Помню, еще в апреле прошлого года я возлежал на перилах заветной лестницы и каждое колебание противоположной двери отдавалось во мне учащением дыхания. Я был вне себя от эротических восторгов. Тогда я воспринимал знакомые звуки почти безболезненно…
Нет, все-таки это были не те звуки…
Я не мог их тогда слышать…
Чудовищная смесь национальных мотивов сотрясала мои барабанные перепонки, и я забывался в сексуальном головокружении.
Помню, уже в конце апреля, обыкновенный стул был для меня иконой.
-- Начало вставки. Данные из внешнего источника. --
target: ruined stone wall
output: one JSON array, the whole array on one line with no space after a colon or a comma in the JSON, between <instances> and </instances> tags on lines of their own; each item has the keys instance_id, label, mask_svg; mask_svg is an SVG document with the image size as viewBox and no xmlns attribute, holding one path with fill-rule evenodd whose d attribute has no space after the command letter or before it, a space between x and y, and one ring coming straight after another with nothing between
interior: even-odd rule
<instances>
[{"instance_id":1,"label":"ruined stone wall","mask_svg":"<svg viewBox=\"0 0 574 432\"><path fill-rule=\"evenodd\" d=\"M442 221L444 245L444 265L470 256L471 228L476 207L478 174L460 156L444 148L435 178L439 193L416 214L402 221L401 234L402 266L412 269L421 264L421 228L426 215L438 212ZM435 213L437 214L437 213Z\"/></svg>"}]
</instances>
Апрельский воздух раззадоривал слизистые оболочки моего воображения скипидаром пережитых восторгов…
Я ничего не слышал, для меня начинался сумасшедший май…
Я почти бессознательно переходил в горизонтальное состояние, ставшее для меня нормальным вплоть до наступления нового года…
Как сейчас помню…
Я ничего не говорил и только упивался мелодией знакомого голоса, единственным моим желанием было прикоснуться к источнику голоса, – и любое прикосновение ввергало меня в бездны половых водоворотов и убийственного головокружения.
То был всего-навсего май, в который ничто, кроме уличных мелодий, меня не сопровождало… И даже тогда, когда объект моих желаний возлагал ладонь на мой страдающий лоб и заставлял меня лежать в таком состоянии, – даже тогда я не слышал того, что слышу сейчас.
А ведь тогда ‹можно было услышать столько…›
И все-таки в июньские дни только романс Верстовского действовал на меня успокаивающе… Не знаю почему – но июньская вершина всех моих жизненных половых влечений охватывается только этими звуками…
Вероятно, я был просто невероятно симпатизирующим мальчиком, и предметом моих помыслов могла быть только двадцатипятилетняя женщина… Не знаю, но даже эта странная ассоциация совершенно не объясняет мои июньские музыкальные вкусы.
И весной объект моих помышлений не казался мне святыней. Но осенью грубое извращение нежности представлялось мне даже поэзиею… Пихнуть локтем в желанную грудь и произнести при этом «У-у-у, жжирная», – значило в сентябре – получить два высококачественных пирожных, столько же трогательных хватаний за руки и дюжину ласковых взглядов.